Soma’s research also established the normal levels of testosterone in stallions, mares, and geldings. With those normalcy levels, Robinson’s PETRL staff are able to detect illegally administered testosterone using the gold standard for drug testing, a technology called liquid chromatography coupled with mass spectrometry.

Robinson said research at PETRL and the Equine Pharmacology Laboratory is using omics technologies to search for new biomarkers. The different branches of omics provide the opportunity to systematically search for the many different biological factors produced in a horse that may change due to illegal treatment with a drug. 

Transcriptomics, for example, measures RNA in a sample, Robinson said, while proteomics measures proteins and metabolomics measures metabolites.

The challenge for Robinson and her team is determining which factors are specific and sensitive enough to use as a biomarker.

Bethany Keen, a resident working with Robinson, is identifying metabolites of bisphosphonates, a class of drugs taken by older humans to build bones but that paradoxically has been associated with an increased risk of fracture.

“We are also worried about horses receiving bisphosphonates because they are very potent analgesics, which means they decrease pain,” Robinson said. “If a horse has some sort of bone injury, we don’t want them to not feel it.

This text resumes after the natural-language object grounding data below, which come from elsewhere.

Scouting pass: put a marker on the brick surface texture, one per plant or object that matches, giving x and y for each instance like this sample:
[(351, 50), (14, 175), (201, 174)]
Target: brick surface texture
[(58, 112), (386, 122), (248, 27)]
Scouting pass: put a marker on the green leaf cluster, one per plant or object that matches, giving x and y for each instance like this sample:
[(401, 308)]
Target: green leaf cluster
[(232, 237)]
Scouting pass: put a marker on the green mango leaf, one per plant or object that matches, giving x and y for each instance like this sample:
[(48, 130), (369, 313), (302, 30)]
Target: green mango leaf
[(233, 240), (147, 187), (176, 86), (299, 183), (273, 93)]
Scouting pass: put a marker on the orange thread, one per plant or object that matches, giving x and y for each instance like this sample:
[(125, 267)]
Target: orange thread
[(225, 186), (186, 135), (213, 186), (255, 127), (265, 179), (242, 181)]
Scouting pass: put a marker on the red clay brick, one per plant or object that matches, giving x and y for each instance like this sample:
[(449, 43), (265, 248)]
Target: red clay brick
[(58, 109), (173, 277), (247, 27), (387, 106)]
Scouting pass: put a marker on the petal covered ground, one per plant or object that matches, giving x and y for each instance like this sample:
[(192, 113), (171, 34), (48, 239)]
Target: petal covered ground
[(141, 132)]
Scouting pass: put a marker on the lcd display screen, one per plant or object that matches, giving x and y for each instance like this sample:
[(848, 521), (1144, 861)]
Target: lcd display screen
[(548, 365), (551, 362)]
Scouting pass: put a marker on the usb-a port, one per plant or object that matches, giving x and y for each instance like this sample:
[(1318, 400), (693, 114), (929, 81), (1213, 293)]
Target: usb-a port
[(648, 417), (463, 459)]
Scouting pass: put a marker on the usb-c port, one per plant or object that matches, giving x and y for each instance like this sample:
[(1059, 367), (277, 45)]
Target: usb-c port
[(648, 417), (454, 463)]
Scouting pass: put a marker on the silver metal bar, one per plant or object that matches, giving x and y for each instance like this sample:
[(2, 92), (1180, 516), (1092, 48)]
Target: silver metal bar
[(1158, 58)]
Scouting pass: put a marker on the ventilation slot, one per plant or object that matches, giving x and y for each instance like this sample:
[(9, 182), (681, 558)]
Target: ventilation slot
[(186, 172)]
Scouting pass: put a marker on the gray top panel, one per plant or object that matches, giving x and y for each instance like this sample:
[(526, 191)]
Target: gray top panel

If they are working despite the injury because they can’t feel it, that creates a huge increased risk of having a catastrophic fracture.”

Biomarkers are enabling scientists like Robinson to detect substances they couldn’t have detected before.

“If we didn’t have biomarkers like the one for total carbon dioxide, we wouldn’t be able to tell if a horse was given a ‘milkshake’. There’s no way to test for that without using biomarkers,” she said. “Same for testosterone. There’s no way for us to know if a horse has been doped with testosterone without measuring testosterone and comparing it to the normal range.”

Biomarkers are by no means Robinson’s and her colleagues’ only tool, but they are an important one.

“We’ve got methods that test for hundreds of drugs, so we can test for a lot of the drugs themselves,” Robinson said. “The biomarkers give us a tool to be able to detect things that are traditionally difficult to find and not detectable. That’s where the biomarkers can really help us.”